Emails Reveal Lois Lerner Thought It Was "Dangerous" for a Top IRS Staffer to Talk to the Treasury Inspector General Alone



When a member of The Washington Post editorial board emailed an Internal Revenue Service (IRS) communications staffer questions about targeting of conservative non-profits in May, 2013, the proposed response included the statement that "organizations from all parts of the political spectrum received the same, evenhanded treatment." But according to a trove of recently released IRS emails, first reported by USA Today, that response was nixed by Lois Lerner, the head of the agency's tax-exempt unit and the central figure in an ongoing investigation regarding the agency's targeting of conservative non-profits, who responded, "It sounds like we track it, and we don't."

The agency may not have tracked the political leanings of the groups being targeted in real time. But a year before, an IRS staffer sent an email to Lerner tallying the political lean of the groups involved in cases under investigation. Of the 199 501(c)(4) cases—involving groups which face no restrictions on mission-related lobbying—an estimated 75 percent were conservative, according to an internal IRS email published by Judicial Watch, which has been seeking the public release of emails related to IRS targeting. Less than five percent appeared to be liberal. More than half of the 84 cases investigating 501(c)(3) organizations, which are more restricted in their activities, were conservative.

Lerner also admitted that the agency's actions involving scrutiny of conservative non-profits could have appeared to be politically motivated, although she denies that they were, and insists that the mistakes were due to poor management. In a January 2013 email noted by USA Today, Lerner writes that "front line staff people" handling the investigations may have used "less than stellar judgment." And she says that may be her fault. "I am willing to take the blame for not having provided sufficient direction initially, which may have resulted in front line staff doing things that appeared to be politically motivated, but I am not on board that anything that occurred here shows that the IRS was politically motivated in the actions taken."

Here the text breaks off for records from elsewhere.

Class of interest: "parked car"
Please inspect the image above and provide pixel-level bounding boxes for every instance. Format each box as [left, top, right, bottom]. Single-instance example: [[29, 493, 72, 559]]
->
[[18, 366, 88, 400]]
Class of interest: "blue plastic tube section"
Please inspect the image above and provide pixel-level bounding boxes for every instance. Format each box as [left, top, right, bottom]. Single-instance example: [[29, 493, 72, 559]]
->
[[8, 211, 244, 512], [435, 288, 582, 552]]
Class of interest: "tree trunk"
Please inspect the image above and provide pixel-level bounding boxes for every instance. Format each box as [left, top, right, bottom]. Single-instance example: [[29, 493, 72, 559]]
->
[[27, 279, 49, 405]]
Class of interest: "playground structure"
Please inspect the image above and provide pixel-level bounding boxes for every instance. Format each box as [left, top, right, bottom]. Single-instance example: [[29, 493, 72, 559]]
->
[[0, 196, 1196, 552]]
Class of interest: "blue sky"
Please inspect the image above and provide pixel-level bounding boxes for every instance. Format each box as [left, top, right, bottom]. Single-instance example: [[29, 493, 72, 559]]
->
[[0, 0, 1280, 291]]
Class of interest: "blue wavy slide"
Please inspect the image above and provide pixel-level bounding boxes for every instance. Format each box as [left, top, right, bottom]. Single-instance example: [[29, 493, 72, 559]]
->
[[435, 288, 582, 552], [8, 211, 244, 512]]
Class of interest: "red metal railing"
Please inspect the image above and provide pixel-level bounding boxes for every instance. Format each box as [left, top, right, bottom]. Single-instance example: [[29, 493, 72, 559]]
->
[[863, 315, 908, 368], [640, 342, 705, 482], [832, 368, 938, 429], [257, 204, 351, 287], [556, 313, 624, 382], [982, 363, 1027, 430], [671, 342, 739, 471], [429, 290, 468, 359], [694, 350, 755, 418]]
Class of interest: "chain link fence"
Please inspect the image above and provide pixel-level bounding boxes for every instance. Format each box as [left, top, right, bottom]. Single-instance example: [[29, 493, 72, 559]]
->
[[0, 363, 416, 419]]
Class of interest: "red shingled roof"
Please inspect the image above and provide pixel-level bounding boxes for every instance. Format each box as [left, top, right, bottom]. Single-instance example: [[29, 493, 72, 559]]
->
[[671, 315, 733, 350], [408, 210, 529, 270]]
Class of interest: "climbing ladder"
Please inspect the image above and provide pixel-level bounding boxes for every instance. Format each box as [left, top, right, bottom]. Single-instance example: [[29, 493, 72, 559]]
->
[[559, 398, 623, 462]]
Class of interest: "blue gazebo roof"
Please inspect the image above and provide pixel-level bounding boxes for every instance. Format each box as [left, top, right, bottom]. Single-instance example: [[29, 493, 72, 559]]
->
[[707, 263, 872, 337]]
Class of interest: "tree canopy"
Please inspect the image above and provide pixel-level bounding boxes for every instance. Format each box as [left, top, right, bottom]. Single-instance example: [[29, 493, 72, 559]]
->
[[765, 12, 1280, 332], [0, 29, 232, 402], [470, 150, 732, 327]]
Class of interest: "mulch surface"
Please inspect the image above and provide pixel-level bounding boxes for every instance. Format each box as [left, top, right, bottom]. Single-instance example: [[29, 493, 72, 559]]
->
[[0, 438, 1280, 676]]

In separate email thread published by Judicial Watch, Lerner seems wary of allowing another staffer to provide information related to the investigation without her presence. 

On the morning of June 28, 2012, Holly Paz, then the head of the IRS Office of Rulings and Agreements, who last summer was placed on administrative leave, sent brief message to Lerner. "Now TIGTA [the Treasury Inspector General's office] wants to talk to me. I am guessing they read this morning's paper," she said in an email. The Wall Street Journal had run an article that day about the IRS scrutinizing the tax status of Karl Rove's Crossroads GPS group.  

Lerner was concerned. She wanted to be there when Paz taked with the IG. "Not alone. Wait til I am there," she wrote back less than 20 minutes later.

Paz responded four minutes later. "Sorry. Too late. He already called me." The call, Paz explained, was not about the Journal article, but about "trying to get a better understanding of the scope of the Camp request"—a letter that had recently been sent from House Ways and Means Committee Chair Dave Camp (R-MI) with questions regarding IRS targeting.

Lerner's response: "Just as dangerous. I'll talk to you soon. Be there in half an hour."

The obvious question this exchange raises is why, exactly, she was so concerned. There's no further record of the meeting, nor any indication of what they might have talked about. But it's clear enough that Lerner thought there was a reason to worry about what the IG might hear.